In: Math
St. Andrew’s University receives 900 applications annually from prospective students. The application forms contain a variety of information including the individual’s scholastic aptitude test (SAT) score and whether or not the individual desires on-campus
housing.
What is the probability that a simple random sample of 30 applicants will provide an estimate of the population mean SAT score that is within plus or minus 10 (within 10 points) of the actual population mean m ? Given that the population Standard Deviation is 80.
Data show 648 applicants wanting On-Campus Housing. What is the probability that sample proportion exceeds 50%, when n =30?
What is the probability that a simple random sample of 30 applicants will provide an estimate of the population proportion of applicants desiring on-campus housing that is within plus or minus .05 of the actual population proportion?
If the University can provide to no more than 45% for the on –campus housing facilities, what would be the estimated number of accepted applicants desiring on-campus housing?
What is the probability that a simple random sample of 30 applicants will provide an estimate of the population mean SAT score that is within plus or minus 10 (within 10 points) of the actual population mean m? Given that the population Standard Deviation is 80.
Solution:
We are given
Population mean = m
Population standard deviation = σ = 80
Sample size = n = 30
We have to find P(m – 10 < Xbar < m + 10)

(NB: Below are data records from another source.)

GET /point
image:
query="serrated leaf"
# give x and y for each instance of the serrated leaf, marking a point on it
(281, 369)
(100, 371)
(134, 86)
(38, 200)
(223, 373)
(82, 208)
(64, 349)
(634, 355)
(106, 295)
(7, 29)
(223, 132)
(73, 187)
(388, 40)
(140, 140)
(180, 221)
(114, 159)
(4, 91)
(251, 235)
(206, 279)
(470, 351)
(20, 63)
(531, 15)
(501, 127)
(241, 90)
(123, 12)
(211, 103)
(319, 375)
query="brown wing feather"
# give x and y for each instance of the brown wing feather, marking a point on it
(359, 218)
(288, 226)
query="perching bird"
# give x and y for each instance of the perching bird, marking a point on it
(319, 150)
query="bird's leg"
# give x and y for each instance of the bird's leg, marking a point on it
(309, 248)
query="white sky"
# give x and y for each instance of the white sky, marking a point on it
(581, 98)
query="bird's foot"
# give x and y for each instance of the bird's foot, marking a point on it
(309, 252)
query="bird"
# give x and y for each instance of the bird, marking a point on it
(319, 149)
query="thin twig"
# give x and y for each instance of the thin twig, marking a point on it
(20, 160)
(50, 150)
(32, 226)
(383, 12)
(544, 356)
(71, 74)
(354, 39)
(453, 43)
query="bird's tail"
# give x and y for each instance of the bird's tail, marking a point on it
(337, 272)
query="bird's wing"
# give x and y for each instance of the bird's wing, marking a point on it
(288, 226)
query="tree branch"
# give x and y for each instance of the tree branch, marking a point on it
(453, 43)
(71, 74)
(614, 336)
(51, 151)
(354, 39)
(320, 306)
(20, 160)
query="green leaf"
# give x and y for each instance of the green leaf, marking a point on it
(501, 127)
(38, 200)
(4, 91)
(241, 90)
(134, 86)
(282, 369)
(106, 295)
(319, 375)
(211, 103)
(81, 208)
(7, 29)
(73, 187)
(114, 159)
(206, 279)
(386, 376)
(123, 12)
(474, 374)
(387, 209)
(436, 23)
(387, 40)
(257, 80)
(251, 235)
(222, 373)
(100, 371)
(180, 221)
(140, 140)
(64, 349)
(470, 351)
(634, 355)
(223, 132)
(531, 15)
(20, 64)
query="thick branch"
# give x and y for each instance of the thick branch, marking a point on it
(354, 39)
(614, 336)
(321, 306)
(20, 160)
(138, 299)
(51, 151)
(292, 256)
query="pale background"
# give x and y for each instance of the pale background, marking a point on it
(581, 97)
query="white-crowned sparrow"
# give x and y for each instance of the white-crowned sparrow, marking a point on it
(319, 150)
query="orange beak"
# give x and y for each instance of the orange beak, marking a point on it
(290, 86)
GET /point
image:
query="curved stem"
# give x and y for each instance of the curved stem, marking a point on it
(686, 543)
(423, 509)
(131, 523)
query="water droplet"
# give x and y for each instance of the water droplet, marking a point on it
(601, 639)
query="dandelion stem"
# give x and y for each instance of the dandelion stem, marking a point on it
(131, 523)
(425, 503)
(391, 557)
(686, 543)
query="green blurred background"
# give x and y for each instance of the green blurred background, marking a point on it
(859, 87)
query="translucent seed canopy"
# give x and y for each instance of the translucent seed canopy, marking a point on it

P(m – 10 < Xbar < m + 10) = P(Xbar < m + 10) – P(Xbar < m – 10)
First find P(Xbar < m + 10)
Z = (m + 10 – m)/[80/sqrt(30)]
Z = 10/ 14.60593
Z = 0.684653
P(Z< 0.684653) = P(Xbar < m + 10) = 0.753219
Now, find P(Xbar < m – 10)
Z = (m – 10 – m) /[80/sqrt(30)]
Z = -10/ 14.60593
Z = -0.684653
P(Z< -0.684653) = P(Xbar < m - 10) = 0.246781
P(m – 10 < Xbar < m + 10) = P(Xbar < m + 10) – P(Xbar < m – 10)
P(m – 10 < Xbar < m + 10) = 0.753219 – 0.246781
P(m – 10 < Xbar < m + 10) = 0.506437
Required probability = 0.506437
Data show 648 applicants wanting On-Campus Housing. What is the probability that sample proportion exceeds 50% when n =30?
Solution:
We have
Population proportion = p = X/N = 648/900 = 0.72
We have to find P(P>0.50)
P(P>0.50) = 1 – P(P<0.50)
Z = (P – p)/sqrt(pq/n)
q = 1 – p = 1 – 0.72 = 0.28, n=30
Z = (0.50 - 0.72) / sqrt(0.72*0.28/30)
Z = -2.6837252
P(Z<-2.6837252) = P(P<0.50) = 0.003640346
P(P>0.50) = 1 – P(P<0.50)
P(P>0.50) = 1 – 0.003640346
P(P>0.50) = 0.996359654
Required probability = 0.996359654
What is the probability that a simple random sample of 30 applicants will provide an estimate of the population proportion of applicants desiring on-campus housing that is within plus or minus .05 of the actual population proportion?
We have to find P(p - 0.05 < P < p + 0.05)
P(p - 0.05 < P < p + 0.05) = P(P<p+0.05) – P(P<p-0.05)
Z = 0.05/ sqrt(0.72*0.28/30) = 0.609938
P(Z<0.609938) = 0.729048
Z = - 0.05/ sqrt(0.72*0.28/30) = -0.60994
P(Z<-0.60994) = 0.270952
P(p - 0.05 < P < p + 0.05) = 0.729048 - 0.270952
P(p - 0.05 < P < p + 0.05) = 0.458097
Required probability = 0.458097
If the University can provide to no more than 45% for the on-campus housing facilities, what would be the estimated number of accepted applicants desiring on-campus housing?
Estimated number = n*p
We are given n=900, p=0.45
Estimated number = 900*0.45
Estimated number = 405
[***All probabilities are obtained by using z-table or excel.]